Twitter Introduces A New Home Timeline Feature
Twitter is under pressure to figure out how to get more people to use the service. The company on Wednesday released a change to the timeline and will insert more tweets at the top that a user missed while they were away. The new feature will help users catch up on "the best Tweet"s from people they follow, Twitter said.
Here's how it works. Users flip on the feature in their settings; then when they open Twitter after being away for a while, the Tweets they're most likely to care about will appear at the top of their timeline – still recent and in reverse chronological order. The rest of the Tweets will be displayed right underneath, also in reverse chronological order, as always. At any point, refreshing will return all new Tweets at the top.
Jeff Seibert, Twitter’s head of consumer product, said the latest release is designed for people who follow lots of users and check Twitter more frequently, hence miss more tweets. Whereas, he says, "while you were away" is targeted at people who haven’t checked in for several hours.

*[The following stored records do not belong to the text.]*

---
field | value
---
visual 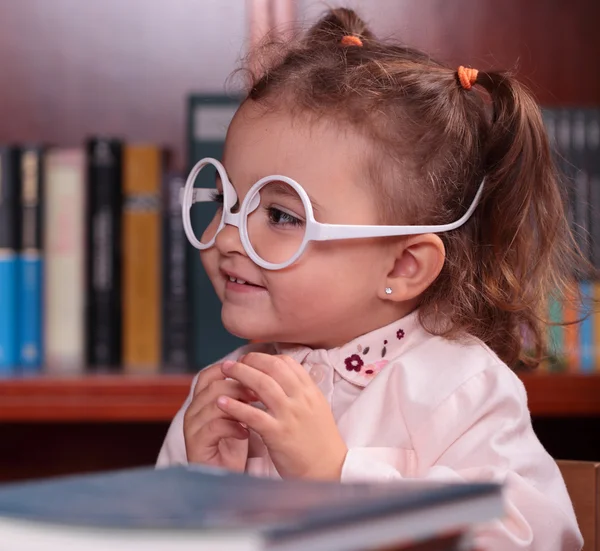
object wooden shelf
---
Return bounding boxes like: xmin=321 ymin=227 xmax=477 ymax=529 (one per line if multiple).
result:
xmin=0 ymin=374 xmax=600 ymax=423
xmin=0 ymin=375 xmax=192 ymax=422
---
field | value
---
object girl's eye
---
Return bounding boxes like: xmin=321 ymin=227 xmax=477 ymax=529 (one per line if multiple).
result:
xmin=210 ymin=189 xmax=223 ymax=205
xmin=266 ymin=207 xmax=304 ymax=228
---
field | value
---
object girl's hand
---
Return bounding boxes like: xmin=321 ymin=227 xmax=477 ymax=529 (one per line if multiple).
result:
xmin=217 ymin=352 xmax=348 ymax=480
xmin=183 ymin=364 xmax=255 ymax=472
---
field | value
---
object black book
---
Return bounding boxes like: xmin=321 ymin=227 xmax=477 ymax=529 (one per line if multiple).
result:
xmin=0 ymin=146 xmax=21 ymax=376
xmin=0 ymin=466 xmax=503 ymax=551
xmin=586 ymin=108 xmax=600 ymax=270
xmin=86 ymin=138 xmax=123 ymax=370
xmin=162 ymin=172 xmax=190 ymax=372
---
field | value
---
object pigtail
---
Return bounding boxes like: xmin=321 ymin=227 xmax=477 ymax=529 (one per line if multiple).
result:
xmin=465 ymin=72 xmax=586 ymax=366
xmin=305 ymin=8 xmax=375 ymax=46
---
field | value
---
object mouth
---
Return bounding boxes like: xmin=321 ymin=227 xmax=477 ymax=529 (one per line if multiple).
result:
xmin=225 ymin=276 xmax=264 ymax=289
xmin=223 ymin=272 xmax=266 ymax=293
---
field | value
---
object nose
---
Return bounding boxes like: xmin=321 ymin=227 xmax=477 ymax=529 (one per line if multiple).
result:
xmin=215 ymin=224 xmax=246 ymax=256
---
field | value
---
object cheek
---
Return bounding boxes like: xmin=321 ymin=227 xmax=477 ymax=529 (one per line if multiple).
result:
xmin=273 ymin=242 xmax=383 ymax=315
xmin=200 ymin=251 xmax=224 ymax=296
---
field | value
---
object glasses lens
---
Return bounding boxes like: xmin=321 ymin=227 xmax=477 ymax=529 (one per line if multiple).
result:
xmin=190 ymin=164 xmax=223 ymax=245
xmin=246 ymin=182 xmax=306 ymax=264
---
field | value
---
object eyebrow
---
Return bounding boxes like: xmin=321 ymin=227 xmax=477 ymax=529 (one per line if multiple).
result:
xmin=258 ymin=181 xmax=321 ymax=212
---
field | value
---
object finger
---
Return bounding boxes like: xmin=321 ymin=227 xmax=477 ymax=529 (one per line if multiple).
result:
xmin=194 ymin=363 xmax=225 ymax=396
xmin=194 ymin=418 xmax=248 ymax=447
xmin=217 ymin=396 xmax=278 ymax=439
xmin=240 ymin=352 xmax=302 ymax=396
xmin=221 ymin=362 xmax=288 ymax=415
xmin=279 ymin=354 xmax=315 ymax=385
xmin=185 ymin=380 xmax=256 ymax=417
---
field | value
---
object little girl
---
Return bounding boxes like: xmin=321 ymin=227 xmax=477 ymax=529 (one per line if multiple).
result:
xmin=158 ymin=5 xmax=582 ymax=551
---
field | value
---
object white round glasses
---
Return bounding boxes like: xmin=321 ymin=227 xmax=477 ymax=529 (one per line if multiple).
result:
xmin=181 ymin=157 xmax=485 ymax=270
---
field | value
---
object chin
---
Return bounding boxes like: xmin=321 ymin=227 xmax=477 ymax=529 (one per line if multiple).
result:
xmin=221 ymin=309 xmax=273 ymax=342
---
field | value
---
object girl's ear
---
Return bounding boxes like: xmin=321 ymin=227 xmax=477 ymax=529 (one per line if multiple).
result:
xmin=378 ymin=233 xmax=446 ymax=302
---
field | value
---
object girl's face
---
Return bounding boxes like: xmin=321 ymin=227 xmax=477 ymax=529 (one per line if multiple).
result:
xmin=201 ymin=101 xmax=397 ymax=348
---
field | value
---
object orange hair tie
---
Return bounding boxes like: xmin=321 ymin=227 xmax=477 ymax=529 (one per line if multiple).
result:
xmin=341 ymin=34 xmax=362 ymax=48
xmin=456 ymin=65 xmax=479 ymax=90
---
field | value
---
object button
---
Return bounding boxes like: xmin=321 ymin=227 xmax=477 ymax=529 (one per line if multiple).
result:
xmin=308 ymin=365 xmax=325 ymax=385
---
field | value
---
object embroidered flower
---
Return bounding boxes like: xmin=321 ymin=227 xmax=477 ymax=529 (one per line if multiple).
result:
xmin=362 ymin=360 xmax=389 ymax=379
xmin=344 ymin=354 xmax=364 ymax=372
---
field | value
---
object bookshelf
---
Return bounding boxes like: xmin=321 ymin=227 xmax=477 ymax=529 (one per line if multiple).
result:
xmin=0 ymin=374 xmax=600 ymax=423
xmin=0 ymin=0 xmax=600 ymax=480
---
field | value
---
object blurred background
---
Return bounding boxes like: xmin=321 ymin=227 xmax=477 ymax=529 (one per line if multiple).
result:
xmin=0 ymin=0 xmax=600 ymax=480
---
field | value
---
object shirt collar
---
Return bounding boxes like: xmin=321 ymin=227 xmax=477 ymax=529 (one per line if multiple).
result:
xmin=275 ymin=310 xmax=426 ymax=387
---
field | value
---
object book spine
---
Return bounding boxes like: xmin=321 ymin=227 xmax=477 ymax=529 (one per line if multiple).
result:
xmin=43 ymin=149 xmax=86 ymax=374
xmin=0 ymin=147 xmax=21 ymax=376
xmin=579 ymin=281 xmax=595 ymax=373
xmin=547 ymin=297 xmax=565 ymax=372
xmin=592 ymin=281 xmax=600 ymax=373
xmin=86 ymin=138 xmax=122 ymax=371
xmin=187 ymin=95 xmax=247 ymax=370
xmin=568 ymin=109 xmax=591 ymax=266
xmin=586 ymin=109 xmax=600 ymax=272
xmin=17 ymin=147 xmax=43 ymax=374
xmin=122 ymin=145 xmax=162 ymax=373
xmin=563 ymin=283 xmax=581 ymax=373
xmin=162 ymin=174 xmax=190 ymax=372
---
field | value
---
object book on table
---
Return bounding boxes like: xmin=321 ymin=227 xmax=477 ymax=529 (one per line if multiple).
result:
xmin=0 ymin=466 xmax=503 ymax=551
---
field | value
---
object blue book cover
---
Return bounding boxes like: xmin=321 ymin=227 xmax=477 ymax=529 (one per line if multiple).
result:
xmin=17 ymin=146 xmax=43 ymax=374
xmin=0 ymin=466 xmax=503 ymax=551
xmin=0 ymin=256 xmax=19 ymax=377
xmin=579 ymin=281 xmax=596 ymax=373
xmin=17 ymin=252 xmax=43 ymax=374
xmin=0 ymin=146 xmax=21 ymax=376
xmin=186 ymin=94 xmax=246 ymax=371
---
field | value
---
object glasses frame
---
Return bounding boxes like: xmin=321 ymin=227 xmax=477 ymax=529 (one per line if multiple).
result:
xmin=181 ymin=157 xmax=485 ymax=270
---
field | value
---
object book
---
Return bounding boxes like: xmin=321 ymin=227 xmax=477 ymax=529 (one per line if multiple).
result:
xmin=85 ymin=138 xmax=123 ymax=371
xmin=0 ymin=466 xmax=503 ymax=551
xmin=585 ymin=108 xmax=600 ymax=275
xmin=187 ymin=94 xmax=246 ymax=370
xmin=43 ymin=148 xmax=87 ymax=374
xmin=17 ymin=146 xmax=44 ymax=375
xmin=122 ymin=144 xmax=163 ymax=373
xmin=162 ymin=172 xmax=190 ymax=373
xmin=0 ymin=146 xmax=21 ymax=376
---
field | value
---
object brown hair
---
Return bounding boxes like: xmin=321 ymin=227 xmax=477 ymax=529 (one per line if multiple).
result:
xmin=240 ymin=9 xmax=581 ymax=367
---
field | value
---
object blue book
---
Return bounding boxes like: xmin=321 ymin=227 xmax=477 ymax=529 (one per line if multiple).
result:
xmin=18 ymin=146 xmax=43 ymax=374
xmin=186 ymin=94 xmax=246 ymax=371
xmin=0 ymin=466 xmax=503 ymax=551
xmin=0 ymin=146 xmax=21 ymax=376
xmin=579 ymin=281 xmax=596 ymax=373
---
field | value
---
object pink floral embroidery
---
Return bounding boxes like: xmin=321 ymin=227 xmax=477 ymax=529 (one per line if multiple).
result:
xmin=362 ymin=360 xmax=389 ymax=379
xmin=344 ymin=354 xmax=365 ymax=372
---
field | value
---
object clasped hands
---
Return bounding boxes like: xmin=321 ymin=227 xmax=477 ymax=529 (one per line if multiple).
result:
xmin=183 ymin=352 xmax=348 ymax=480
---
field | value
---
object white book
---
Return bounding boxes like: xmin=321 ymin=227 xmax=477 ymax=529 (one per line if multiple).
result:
xmin=43 ymin=148 xmax=86 ymax=374
xmin=0 ymin=466 xmax=503 ymax=551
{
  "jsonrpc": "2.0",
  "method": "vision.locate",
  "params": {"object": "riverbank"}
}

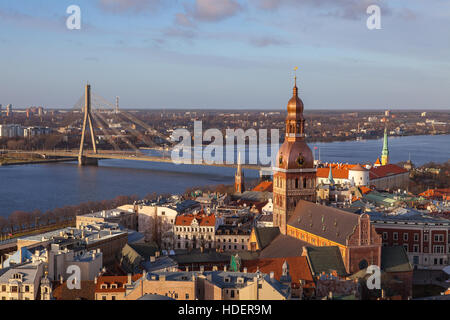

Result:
[0,135,450,218]
[0,158,77,167]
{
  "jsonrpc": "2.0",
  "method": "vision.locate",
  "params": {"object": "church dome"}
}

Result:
[276,140,314,169]
[287,84,303,119]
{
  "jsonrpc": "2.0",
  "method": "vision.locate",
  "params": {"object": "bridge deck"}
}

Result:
[6,150,271,170]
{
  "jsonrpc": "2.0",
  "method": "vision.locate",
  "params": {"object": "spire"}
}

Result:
[234,152,245,193]
[381,126,389,166]
[294,67,298,97]
[328,164,334,184]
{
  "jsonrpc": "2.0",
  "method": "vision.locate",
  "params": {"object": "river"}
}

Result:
[0,135,450,217]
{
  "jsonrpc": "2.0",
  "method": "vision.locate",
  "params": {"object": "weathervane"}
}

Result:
[294,67,298,85]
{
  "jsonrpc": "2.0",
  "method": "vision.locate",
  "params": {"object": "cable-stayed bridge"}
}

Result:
[13,84,271,174]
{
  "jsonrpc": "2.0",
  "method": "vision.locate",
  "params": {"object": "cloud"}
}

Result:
[185,0,243,22]
[175,13,194,27]
[250,37,289,48]
[163,27,196,39]
[98,0,167,13]
[251,0,391,20]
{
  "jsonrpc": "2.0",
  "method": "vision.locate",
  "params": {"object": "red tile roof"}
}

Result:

"Our goal was to refine the product and make it absolutely delightful for our core users—the people for which Twitter plays a great role in their life—and if we’re able to make it even more powerful for them they become our microphone," said Mr. Seibert.
The "best" tweets will be selected based on factors such as the accounts a user most often interacts with, the types of tweets a user engages with, a user’s interests and what is buzzing within their network of Twitter accounts.
Seibert addec that the new feature isn’t a reordering of the timeline into an algorithmic feed, as Buzzfeed reported last week.
Growth stalls in fourth quarter
Twitter' new feature comes at a period that its average monthly active users has stalled, according to the company's earnings report for the fourth quarter,
Twitter said in a filing it had 320 million average monthly active users in the quarter, unchanged from the third quarter.
Twitter's net loss shrank to $90.2 million in the fourth quarter ended Dec. 31 from $125.4 million. Revenue rose 48.3 percent to $710.5 million in the quarter ended Dec. 31.
The social media company's revenue forecast for the current quarter missed analysts' expectations.